Rolls-Royce’s (LSE: RR) share price has tumbled 18% from its 19 March one-year traded high of £8.18. Much of this fall followed US President Donald Trump’s 2 April rollout of 10% tariffs on UK imports into the country.

Contents
How will the tariffs affect the firm?Was the business in good shape before?So how does the share valuation look?

Higher tariffs will be applied on goods from around 60 countries and/or trading blocs claimed to show a high trade deficit with the US. These include China (now 104%) and the European Union (20%).

My key question when a stock has fallen in such circumstances is whether it is worth me buying on the dip. So I took a deep dive into the business and ran the key numbers to find out if it is.

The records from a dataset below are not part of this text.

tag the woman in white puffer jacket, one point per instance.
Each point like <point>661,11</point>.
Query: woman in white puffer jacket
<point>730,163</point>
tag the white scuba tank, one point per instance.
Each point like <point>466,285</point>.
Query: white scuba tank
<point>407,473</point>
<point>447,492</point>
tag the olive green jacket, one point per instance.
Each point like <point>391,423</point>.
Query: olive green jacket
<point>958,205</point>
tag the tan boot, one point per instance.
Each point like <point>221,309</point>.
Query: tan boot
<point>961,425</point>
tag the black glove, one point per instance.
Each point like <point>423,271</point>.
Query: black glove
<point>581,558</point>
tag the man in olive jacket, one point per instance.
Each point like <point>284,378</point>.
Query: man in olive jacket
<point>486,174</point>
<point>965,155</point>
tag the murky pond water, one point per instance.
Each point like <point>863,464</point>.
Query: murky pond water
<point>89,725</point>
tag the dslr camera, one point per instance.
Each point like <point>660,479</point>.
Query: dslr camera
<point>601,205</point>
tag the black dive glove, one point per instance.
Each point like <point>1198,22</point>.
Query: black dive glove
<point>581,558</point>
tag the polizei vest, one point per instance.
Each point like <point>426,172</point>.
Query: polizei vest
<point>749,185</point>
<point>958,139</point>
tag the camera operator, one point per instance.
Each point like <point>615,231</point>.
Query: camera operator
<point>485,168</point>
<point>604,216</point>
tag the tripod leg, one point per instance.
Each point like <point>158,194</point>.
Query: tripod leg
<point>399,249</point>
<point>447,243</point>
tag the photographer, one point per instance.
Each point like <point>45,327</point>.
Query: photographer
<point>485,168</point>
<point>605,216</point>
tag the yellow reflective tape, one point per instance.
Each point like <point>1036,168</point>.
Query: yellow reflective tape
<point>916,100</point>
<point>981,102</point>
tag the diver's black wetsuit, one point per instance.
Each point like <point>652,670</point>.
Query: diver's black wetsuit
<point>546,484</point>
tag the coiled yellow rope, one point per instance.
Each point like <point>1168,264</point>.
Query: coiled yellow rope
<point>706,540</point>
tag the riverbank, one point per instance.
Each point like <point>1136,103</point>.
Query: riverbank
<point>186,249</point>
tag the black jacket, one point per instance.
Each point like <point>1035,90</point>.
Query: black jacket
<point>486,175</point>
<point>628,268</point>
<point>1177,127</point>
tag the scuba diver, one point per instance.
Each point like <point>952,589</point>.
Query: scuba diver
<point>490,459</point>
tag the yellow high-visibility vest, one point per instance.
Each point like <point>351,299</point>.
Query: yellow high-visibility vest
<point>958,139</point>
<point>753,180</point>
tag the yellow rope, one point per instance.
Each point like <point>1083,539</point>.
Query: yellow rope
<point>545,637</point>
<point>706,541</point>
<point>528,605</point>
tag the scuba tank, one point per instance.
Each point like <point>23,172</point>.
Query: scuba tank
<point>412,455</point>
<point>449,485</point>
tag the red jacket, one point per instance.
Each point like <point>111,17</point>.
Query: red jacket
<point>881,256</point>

How will the tariffs affect the firm?

I think it critical here to clarify that the Rolls-Royce shares quoted in the FTSE 100 relate to the firm’s aerospace, defence, and power systems businesses. So these are subject to the standard 10% tariff applied to the UK.

Since the licensing of the name rights in 1998, Rolls-Royce Motor Cars is unconnected to the UK-listed firm. It is a subsidiary of BMW (and in this context, all automobiles are now subject to 25% tariffs when imported into the US).

That said, the US tariffs on the listed Rolls-Royce business are a risk for its share value over time. This is broadly derived from the earnings a company is expected to generate in the future.

The company has significant operations in 27 US states, which provides it with additional supply and production capacity in-country. Rolls-Royce stated recently that it will use this: “To ensure our global internal supply chain is optimised for delivery to customers in the US”.

Was the business in good shape before?

I think broadly that the stronger a business was at the onset of the tariffs, the better positioned it is to handle them effectively.

In Rolls-Royce’s case, it looked very strong to me, with revenue rising 16% year on year to £17.848bn. Operating profit leapt 55% to £2.464bn over the same period, and free cash flow soared 89% to £2.425bn.

At that point, the firm forecast a 2025 underlying operating profit of £2.7bn-£2.9bn. It also projected free cash flow of the same £2.7bn-£2.9bn in the year.

These strong numbers enabled it to announce a £1bn share buyback this year, with buybacks tending to support stock prices.

As of now – with the tariffs news included – analysts forecast its earnings will grow 3.2% annually to end-2027.

So how does the share valuation look?

Rolls-Royce looks cheap on the key price-to-earnings ratio at 22.6 against a competitor average of 29.2. These comprise Northrup Grumman at 17, BAE Systems at 24, RTX at 33.7, and TransDigm at 42.

The same is true of its price-to-sales ratio of 3 compared to its peer group average of 3.5.

I ran a discounted cash flow analysis to nail down what this means in share price terms. The results show that Rolls-Royce stock is 49% undervalued at its current £6.72 price.

Therefore, the fair value for it is technically £13.18, although share prices can go down as well as up.

I think there is just too much value in the stock for me to ignore now, so I will buy it very shortly.